The court ruling is considered unique because it is rare for people to be
jailed in the absence of a criminal conviction and nobody has been sentenced
for contempt of court for defying an order to stop posting hatred on the
Internet, said commission lawyer Monette Maillet.

"Hopefully, it will send a message to people that, firstly, they should not be
practising hate in Canada and secondly, if you are going to do it and the
courts tell you to stop, they mean it," said Leo Adler, director of national
affairs for the Simon Wiesenthal Centre in Toronto, a Jewish human rights
organization.

Adler estimated about two dozen people in Canada have been jailed for hate
crimes on the Internet, but they were all criminally convicted.
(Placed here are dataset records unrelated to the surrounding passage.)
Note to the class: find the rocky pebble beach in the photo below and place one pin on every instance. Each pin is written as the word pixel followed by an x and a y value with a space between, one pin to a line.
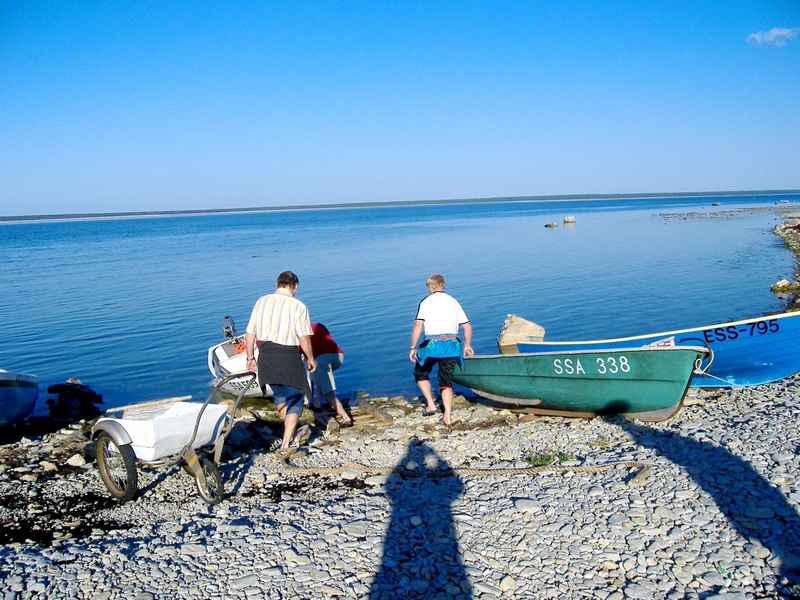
pixel 716 515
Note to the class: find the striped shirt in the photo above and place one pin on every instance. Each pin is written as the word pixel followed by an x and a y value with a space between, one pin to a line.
pixel 279 318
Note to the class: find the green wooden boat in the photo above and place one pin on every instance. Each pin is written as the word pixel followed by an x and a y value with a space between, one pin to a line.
pixel 644 383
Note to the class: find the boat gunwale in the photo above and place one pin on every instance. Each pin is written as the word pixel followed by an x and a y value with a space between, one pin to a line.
pixel 697 349
pixel 672 332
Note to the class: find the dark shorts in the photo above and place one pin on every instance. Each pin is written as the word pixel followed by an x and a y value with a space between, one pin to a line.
pixel 444 375
pixel 291 397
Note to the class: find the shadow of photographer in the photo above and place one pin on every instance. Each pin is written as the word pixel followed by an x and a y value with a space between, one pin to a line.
pixel 421 558
pixel 755 508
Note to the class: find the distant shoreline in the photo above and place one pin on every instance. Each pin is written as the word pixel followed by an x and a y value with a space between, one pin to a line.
pixel 550 198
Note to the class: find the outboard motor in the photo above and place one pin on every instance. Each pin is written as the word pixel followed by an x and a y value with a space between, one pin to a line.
pixel 228 328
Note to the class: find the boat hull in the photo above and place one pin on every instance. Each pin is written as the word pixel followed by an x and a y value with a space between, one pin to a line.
pixel 647 383
pixel 748 352
pixel 18 395
pixel 229 357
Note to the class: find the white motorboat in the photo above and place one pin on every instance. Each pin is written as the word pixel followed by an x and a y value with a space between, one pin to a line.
pixel 18 395
pixel 229 357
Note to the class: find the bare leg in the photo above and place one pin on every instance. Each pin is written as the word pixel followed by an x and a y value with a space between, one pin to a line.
pixel 337 406
pixel 447 404
pixel 425 388
pixel 317 397
pixel 289 425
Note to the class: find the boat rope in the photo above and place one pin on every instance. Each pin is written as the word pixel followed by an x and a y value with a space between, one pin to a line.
pixel 638 479
pixel 730 383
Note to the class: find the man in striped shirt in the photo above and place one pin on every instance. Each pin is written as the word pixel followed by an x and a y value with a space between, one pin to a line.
pixel 280 326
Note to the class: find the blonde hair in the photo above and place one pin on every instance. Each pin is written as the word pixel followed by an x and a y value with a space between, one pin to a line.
pixel 435 281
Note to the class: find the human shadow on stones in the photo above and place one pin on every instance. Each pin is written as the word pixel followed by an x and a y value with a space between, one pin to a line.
pixel 421 558
pixel 757 510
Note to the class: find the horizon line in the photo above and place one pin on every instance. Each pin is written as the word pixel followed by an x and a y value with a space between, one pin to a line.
pixel 545 198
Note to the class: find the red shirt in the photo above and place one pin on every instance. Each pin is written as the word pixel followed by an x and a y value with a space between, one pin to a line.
pixel 322 342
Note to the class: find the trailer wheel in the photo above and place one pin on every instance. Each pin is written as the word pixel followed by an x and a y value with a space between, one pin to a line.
pixel 117 466
pixel 213 490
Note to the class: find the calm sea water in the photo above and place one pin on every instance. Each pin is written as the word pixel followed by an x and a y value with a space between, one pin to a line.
pixel 131 305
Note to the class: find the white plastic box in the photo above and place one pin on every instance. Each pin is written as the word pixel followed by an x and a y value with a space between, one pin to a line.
pixel 155 436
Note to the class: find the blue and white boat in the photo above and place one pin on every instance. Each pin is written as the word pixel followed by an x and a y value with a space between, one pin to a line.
pixel 18 395
pixel 748 352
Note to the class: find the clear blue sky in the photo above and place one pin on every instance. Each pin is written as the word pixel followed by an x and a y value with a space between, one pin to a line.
pixel 124 106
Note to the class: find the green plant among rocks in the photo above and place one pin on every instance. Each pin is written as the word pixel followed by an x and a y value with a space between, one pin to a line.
pixel 541 459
Police in London have never laid criminal charges against Winnicki, despite
pressure from Jewish groups.

Adler said websites promoting hate have increased significantly in the last few
years, with the most recent count at about 6,000.

Winnicki's lawyer, Dominic Lamb, argued in court there is no proof Winnicki
posted the messages, and that someone else posing as him could have done so.
Furthermore, even if Winnicki did post the messages, they could have been
edited, Lamb said.

"In my view, none of these arguments are sustainable," wrote von Finckenstein,
noting Winnicki had never previously raised the possibility of someone else
making the postings in his name.

In April, the Canadian Human Rights Tribunal ruled against Winnicki and fined
him $6,000 for his "vicious and dehumanizing" messages.

Winnicki "called for the forced expulsion of non-Caucasian people, he
threatened violent action against the targets of his hatred and
enthusiastically supported a ?racial holy war' in which all non-Caucasian
people will be destroyed. He made use of exceedingly gruesome photographic
imagery to draw in his readers and to communicate his messages of hate all the
more powerfully," said the human rights ruling.

The complaint against Winnicki was filed by Richard Warman, an Ottawa lawyer
who is pursuing about a dozen cases in his personal quest to stop Canadians
from posting hate on the Internet.

Winnicki's case ended up in the Federal Court because the human rights
commission asked a judge last year to issue an injunction ordering the
hate-monger to cease his activities until the tribunal made a ruling.

Von Finckenstein ruled Winnicki's postings after the injunction were every bit
as offensive as his earlier messages.

"They have the same vile content and the unrelenting message of hatred for Jews
and contempt for people of the black race and/or immigrants," the decision
said.

"They send a persistent vile message, which in essence suggests that there is a
Zionist conspiracy, that Jews dominate all levels of government, that those of
the Black race are lazy, AIDS-infected, criminals and welfare cheats, that all
non-white immigrants fall into the same category and that multiculturalism is a
policy conceived by Zionists to perpetuate non-white immigration."

The human rights commission's power over Canadian hate-mongering on the
Internet was first applied more than five years ago when it forced Holocaust
denier Ernst Zundel to shut down his website.

The commission has investigated about two dozen complaints of Internet hatred
in total, but the tribunal has rendered only five rulings, said Maillet.

Winnicki's lawyer could not be reached for comment Thursday.